Find Another Gear. Go Beyond.
By Dr. Michelle Cleere
In certain moments of the race, it can be incredibly difficult to dig deep and find another gear. Your body gets tired. Your brain says I can’t do it; I don’t have it. Part of finding another gear is to train physically and train hard for it so you have physical capacity to push your body beyond. But more importantly, you also need to train your brain to work with your body.
What does finding another gear mean?
Many cyclists talk about finding another gear. In most situations, this means going beyond your normal capacity. Going beyond what you are used to doing. To do this, you have to develop your ability to push past your best or optimal effort. When this happens, you go to a place where you (mentally) thought you couldn’t go – faster, harder, longer or hanging with a competitor.
I was working with an Olympic hopeful track cyclist who talked frequently of being at tempo and needing to kick into another gear if someone made a move or towards the end, when he needed to pass people. At times, it was challenging for him to find that gear. His legs were burning and he got in his own head that his legs were burning and then couldn’t turn it on. He couldn’t shift into that higher gear. As we worked together, he became more aware of the moments he needed to find another gear and prepare, in order to make that happen.
It’s hard to find another gear after you’ve ‘hit the wall’. In many sports, hitting the wall or bonking is a condition of sudden fatigue and loss of energy which is caused by depletion of glycogen stores in the liver and muscles. In other sports, hitting the wall can happen when you are down or behind and need to come back. This transpires when you are playing pretty consistently but can’t seem to find another gear to stay with someone as they move ahead of you or are ahead, and you feel like you cannot catch back up.
I have been working with a road cyclist who would crumble every time she was ahead and lost the lead to someone else. She felt as if she was riding her best and didn’t know what to do when someone matched her pace and passed her. What she came to realize is that she would get in her head and start worrying. This led to her muscles getting tight and more worrying. Before she knew it, she was no longer focused on the race.
You can physically train to find another gear. That means training to go a bit beyond what you think you’re capable of. For example, racing in competition to the extent that is a little outside of your personal best. It can also mean racing in practice with people who are better than you are and pushing yourself to find that other gear.
In the case of hitting the wall, it’s important to train yourself how to deal with moments when you have the lead, and when someone has passed you. In training, even if you aren’t in the lead, practice passing people. Learn to come back from a deficit and find another gear. Practice taking and losing the lead.
Even though you can physically train yourself to find another gear, you can’t do it without pairing positive mental skills with it. Training for it physically will give you the blueprint for what it looks and feels like. However, it’s generally hard to find another gear you didn’t think you had. It’s more mentally difficult than your normal competitive flow.

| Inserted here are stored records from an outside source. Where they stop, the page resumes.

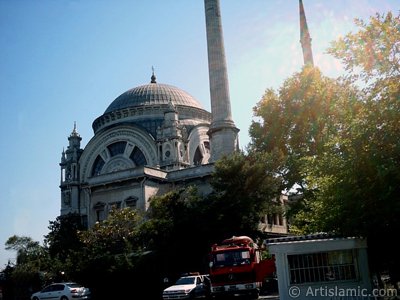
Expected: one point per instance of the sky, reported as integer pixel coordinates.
(65, 61)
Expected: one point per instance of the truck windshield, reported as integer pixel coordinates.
(231, 258)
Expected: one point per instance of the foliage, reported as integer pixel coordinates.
(339, 140)
(298, 121)
(63, 236)
(31, 269)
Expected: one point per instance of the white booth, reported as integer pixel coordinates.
(321, 267)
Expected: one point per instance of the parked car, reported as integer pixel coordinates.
(62, 291)
(189, 287)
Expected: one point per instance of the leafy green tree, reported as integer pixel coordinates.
(109, 254)
(339, 139)
(298, 120)
(245, 188)
(63, 236)
(32, 262)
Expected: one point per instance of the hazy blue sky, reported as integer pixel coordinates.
(63, 61)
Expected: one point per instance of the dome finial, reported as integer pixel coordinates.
(153, 77)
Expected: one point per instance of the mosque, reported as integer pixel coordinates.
(155, 138)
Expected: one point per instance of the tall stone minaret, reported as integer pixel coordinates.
(305, 38)
(223, 132)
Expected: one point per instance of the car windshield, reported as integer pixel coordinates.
(73, 285)
(185, 280)
(232, 258)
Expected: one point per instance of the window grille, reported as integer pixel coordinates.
(322, 267)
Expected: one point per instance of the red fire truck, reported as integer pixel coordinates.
(236, 267)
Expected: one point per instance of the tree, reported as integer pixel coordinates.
(30, 270)
(63, 236)
(299, 120)
(340, 140)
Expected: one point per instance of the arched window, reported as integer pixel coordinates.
(98, 165)
(198, 156)
(116, 148)
(138, 157)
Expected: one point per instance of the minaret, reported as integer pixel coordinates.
(223, 132)
(69, 184)
(305, 38)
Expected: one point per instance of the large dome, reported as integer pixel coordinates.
(152, 94)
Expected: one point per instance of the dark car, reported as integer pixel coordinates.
(62, 291)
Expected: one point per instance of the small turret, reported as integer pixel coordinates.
(305, 38)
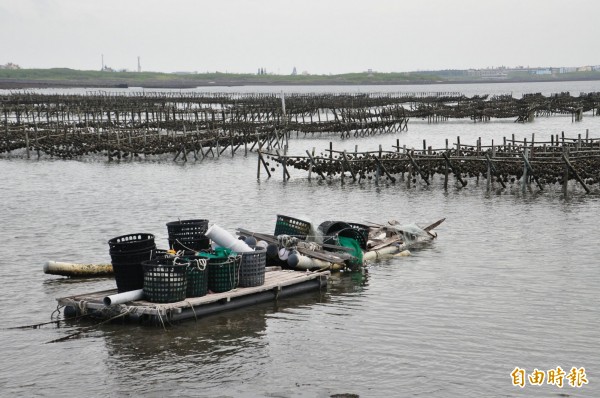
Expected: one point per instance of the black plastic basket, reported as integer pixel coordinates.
(165, 280)
(252, 267)
(332, 229)
(128, 276)
(187, 244)
(131, 242)
(197, 276)
(291, 226)
(187, 229)
(223, 274)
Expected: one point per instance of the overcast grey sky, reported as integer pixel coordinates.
(317, 36)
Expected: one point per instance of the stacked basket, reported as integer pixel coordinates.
(252, 267)
(188, 235)
(165, 279)
(127, 253)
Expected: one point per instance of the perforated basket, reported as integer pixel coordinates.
(165, 280)
(187, 229)
(131, 243)
(252, 267)
(291, 226)
(197, 277)
(223, 274)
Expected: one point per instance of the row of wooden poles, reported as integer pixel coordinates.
(70, 126)
(513, 161)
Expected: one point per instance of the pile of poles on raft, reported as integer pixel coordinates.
(336, 245)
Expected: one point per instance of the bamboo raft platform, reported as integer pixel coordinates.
(194, 125)
(554, 162)
(278, 284)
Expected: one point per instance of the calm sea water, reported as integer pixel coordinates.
(511, 281)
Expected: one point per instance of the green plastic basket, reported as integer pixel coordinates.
(165, 280)
(291, 226)
(197, 276)
(223, 274)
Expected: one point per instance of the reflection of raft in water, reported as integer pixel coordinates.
(278, 284)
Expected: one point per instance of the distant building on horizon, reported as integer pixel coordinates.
(10, 65)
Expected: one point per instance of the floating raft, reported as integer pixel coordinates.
(278, 284)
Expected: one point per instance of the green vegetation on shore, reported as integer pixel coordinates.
(64, 77)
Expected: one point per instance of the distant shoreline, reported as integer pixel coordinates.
(185, 83)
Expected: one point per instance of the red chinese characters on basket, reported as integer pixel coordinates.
(557, 376)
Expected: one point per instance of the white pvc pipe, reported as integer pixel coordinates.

Physical practice helps your body know what it’s in for. Now you’ve got to train your brain for that next gear. This takes confidence that you can do it and acceptance that it may hurt. Digging deep always does.
When we start out cycling, we have one gear – beginner. If we keep practicing we develop numerous gears (speeds, tactics, ability, etc.). The same holds true for your mindset. Many athletes start off with a beginner mindset where not much bothers them; it doesn’t really matter. As you get better, that beginner mindset goes away and you have to learn how to deal with that and the different situations and moments that come with it. Switching gears and finding another more difficult gear is only one of them.